Seputar Publik / Berita

Kebijakan Tanpa KTP untuk Pajak STNK Berlaku Nasional, Gubernur Jabar Dedi Mulyadi Sambut Positif

Langkah yang awalnya diterapkan di Jawa Barat kini diperluas secara nasional oleh Korlantas Polri guna mempermudah masyarakat membayar pajak kendaraan bermotor.
Gubernur Jawa Barat, Dedi Mulyadi, menyambut positif kebijakan nasional pembayaran pajak kendaraan tanpa KTP pemilik pertama demi kemudahan layanan masyarakat. Rabu, (15/4/2026). Gubernur Jawa Barat, Dedi Mulyadi, menyambut positif kebijakan nasional pembayaran pajak kendaraan tanpa KTP pemilik pertama demi kemudahan layanan masyarakat. Rabu, (15/4/2026).
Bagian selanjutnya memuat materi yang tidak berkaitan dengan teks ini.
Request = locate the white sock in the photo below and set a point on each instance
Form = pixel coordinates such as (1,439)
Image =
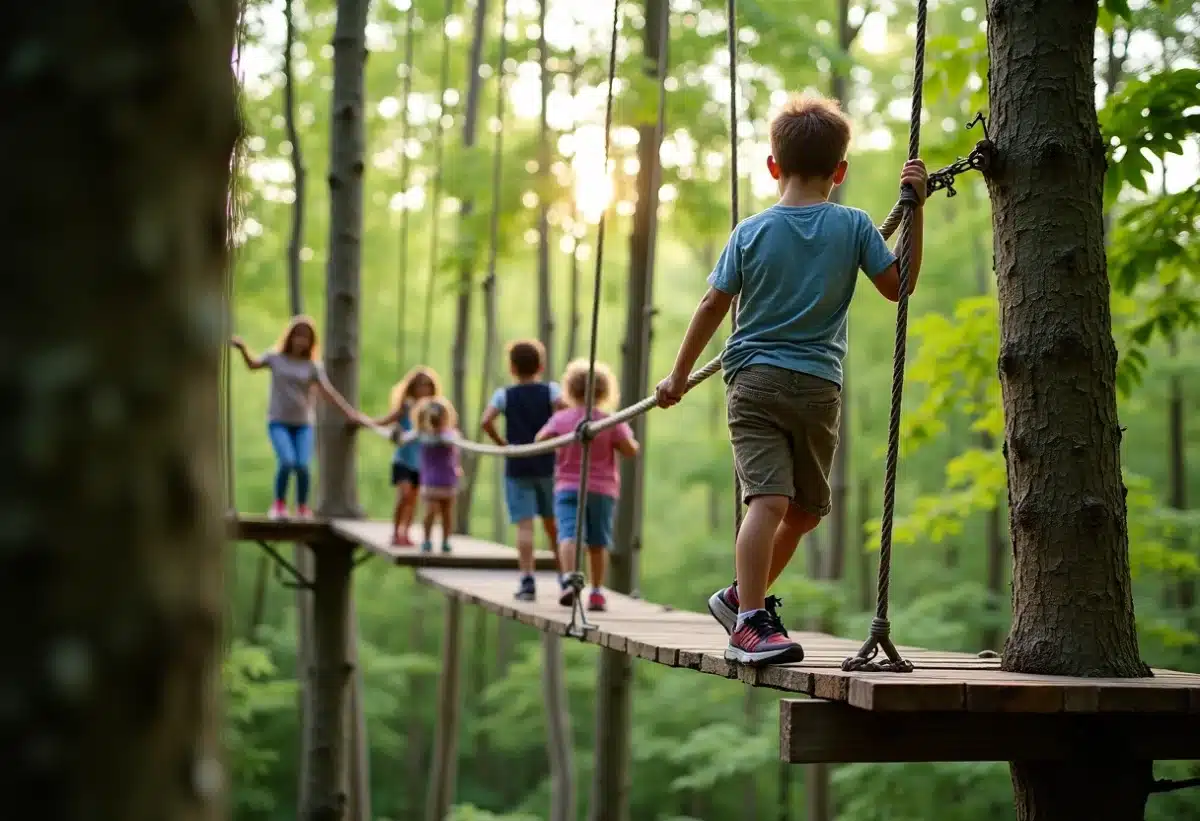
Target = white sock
(743,617)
Langkah tersebut kini diperkuat secara nasional setelah Korlantas Polri memutuskan untuk menerapkan kebijakan serupa di seluruh wilayah Indonesia. Keputusan ini merupakan hasil koordinasi antara pemerintah daerah dan kepolisian dalam rangka meningkatkan kualitas pelayanan administrasi kendaraan bermotor.

Dedi Mulyadi menyambut baik keputusan tersebut. Menurutnya, kebijakan yang semula hanya berlaku di Jawa Barat kini menjadi solusi nasional yang memberikan kemudahan bagi masyarakat luas.

“Kini kebijakan ini mendapatkan penguatan dari Korlantas dan berlaku tidak hanya di Jawa Barat, tetapi di seluruh wilayah Indonesia,” jelasnya.

Ia menilai langkah tersebut sebagai kebijakan yang tepat dan berpihak kepada masyarakat, khususnya dalam mempermudah proses pembayaran pajak kendaraan tahunan.

Selain itu, kebijakan ini diharapkan mampu meningkatkan kesadaran dan partisipasi masyarakat dalam memenuhi kewajiban perpajakan kendaraan bermotor.

“Ini menjadi anugerah bagi kita semua untuk memanfaatkan kesempatan membayar pajak tahunan 2026 tanpa harus membawa KTP,” tambahnya.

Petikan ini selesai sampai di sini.